In addition to Weibo, there is also WeChat
Please pay attention
WeChat public account
Shulou
2025-02-22 Update From: SLTechnology News&Howtos shulou NAV: SLTechnology News&Howtos > Internet Technology >
Share
Shulou(Shulou.com)06/02 Report--
This article mainly introduces the use of regular expressions under Linux, has a certain reference value, interested friends can refer to, I hope you can learn a lot after reading this article, the following let Xiaobian take you to understand.
Preface
Regular expressions are widely used and can be perfectly applied in most programming languages, and they are also of great use in Linux.

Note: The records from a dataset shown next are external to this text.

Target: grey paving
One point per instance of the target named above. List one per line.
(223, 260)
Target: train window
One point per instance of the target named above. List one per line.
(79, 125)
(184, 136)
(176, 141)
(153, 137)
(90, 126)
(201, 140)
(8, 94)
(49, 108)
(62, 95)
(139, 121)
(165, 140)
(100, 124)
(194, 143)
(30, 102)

Using regular expressions, you can effectively filter out the required text, and then combine the corresponding supported tools or languages to complete the task requirements.
In this blog, we use grep/egrep to complete the call to regular expressions, in fact, we can also use tools such as sed, but the use of sed requires regular expressions, in order to write in the following sed articles, can only be sorted in this way, friends in need can read these two articles together.
Types of regular expressions
Regular expressions can be implemented using the regular expression engine, which is the basic software that interprets regular expression patterns and uses them to match text.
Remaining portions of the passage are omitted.